4

0 0 0
                                    

Unfähig, etwas zu sagen, starre ich ihn an und bin kurz davor, in Ohnmacht zu fallen.
Ich fühle mich wie in diesen Videos, in denen irgendwelche Soldaten ihre Familie überraschen, nur hundertmal schlimmer.

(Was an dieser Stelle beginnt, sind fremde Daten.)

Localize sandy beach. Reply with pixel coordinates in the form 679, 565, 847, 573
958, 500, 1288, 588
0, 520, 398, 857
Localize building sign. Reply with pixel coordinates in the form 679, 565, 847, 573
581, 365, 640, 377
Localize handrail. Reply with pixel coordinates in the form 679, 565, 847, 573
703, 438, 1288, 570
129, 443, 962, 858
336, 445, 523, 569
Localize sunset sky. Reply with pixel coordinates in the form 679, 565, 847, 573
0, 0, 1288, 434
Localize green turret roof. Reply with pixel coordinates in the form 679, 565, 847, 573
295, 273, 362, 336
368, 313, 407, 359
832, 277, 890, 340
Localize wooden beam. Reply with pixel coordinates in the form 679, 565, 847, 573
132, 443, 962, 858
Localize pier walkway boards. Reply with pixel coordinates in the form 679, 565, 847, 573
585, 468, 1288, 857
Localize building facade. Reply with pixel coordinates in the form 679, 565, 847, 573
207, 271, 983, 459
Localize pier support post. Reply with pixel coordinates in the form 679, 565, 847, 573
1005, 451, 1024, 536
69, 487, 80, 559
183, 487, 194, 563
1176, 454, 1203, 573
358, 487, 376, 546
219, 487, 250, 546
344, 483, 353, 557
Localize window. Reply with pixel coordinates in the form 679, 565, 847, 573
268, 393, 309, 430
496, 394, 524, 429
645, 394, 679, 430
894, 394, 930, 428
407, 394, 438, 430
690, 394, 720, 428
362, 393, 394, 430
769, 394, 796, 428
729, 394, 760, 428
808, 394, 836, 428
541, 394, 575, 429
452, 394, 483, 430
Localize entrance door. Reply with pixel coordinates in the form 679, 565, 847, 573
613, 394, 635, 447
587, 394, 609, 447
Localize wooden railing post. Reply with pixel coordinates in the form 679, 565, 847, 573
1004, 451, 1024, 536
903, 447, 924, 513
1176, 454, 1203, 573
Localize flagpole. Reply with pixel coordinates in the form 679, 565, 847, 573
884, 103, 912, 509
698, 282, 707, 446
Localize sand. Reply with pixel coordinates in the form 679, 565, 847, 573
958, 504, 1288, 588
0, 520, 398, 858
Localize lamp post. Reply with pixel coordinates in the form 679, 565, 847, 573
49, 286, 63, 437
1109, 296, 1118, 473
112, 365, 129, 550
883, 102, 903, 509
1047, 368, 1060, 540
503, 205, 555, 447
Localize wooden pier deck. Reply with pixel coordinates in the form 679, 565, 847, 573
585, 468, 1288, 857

Auch Carter ist ganz offensichtlich nicht so entspannt, wie sein erster Satz klang. Er kaut auf seiner Unterlippe, wie er es nur tut, wenn er extrem nervös ist.

"Hey", krächzt er schließlich.

"Komm rein", bringe ich hervor und bin froh, dass ich in der Lage bin, zur Seite zu treten und nicht mehr einfach nur starr vor Schock bin.

Ich steuere die Küche an, doch vor der offenen Wohnzimmertür bleibt Carter wie angewurzelt stehen.
Ich stelle mich neben ihn und lehne mich gegen den Türrahmen, weil ich immernoch das Gefühl habe, gleich umzukippen.

Stumm stehen wir da.
Nach einer gefühlten Ewigkeit deute ich auf die Couch. "Setz dich doch."
Er folgt meiner Einladung und lugt vorsichtig in die Wiege, in der Rick wieder eingeschlafen ist. Will schaut still zurück in das Gesicht seines Vaters. Sie haben wirklich genau die gleiche Augenfarbe.

Das merkt auch Carter. "Tolle Augen, Kumpel", sagt er. Seine erstickte Stimme lässt das ganze weniger lässig als beabsichtigt klingen.
"Sie sind eineiige Zwillinge", teile ich ihm mit und setze mich neben ihn.

Er lächelt.
"Du kannst ihn mal nehmen, wenn du willst", schlage ich vor, weil ihm die Frage quasi ins Gesicht geschrieben steht.
"Gerne, aber du musst mir zeigen, wie", bittet er.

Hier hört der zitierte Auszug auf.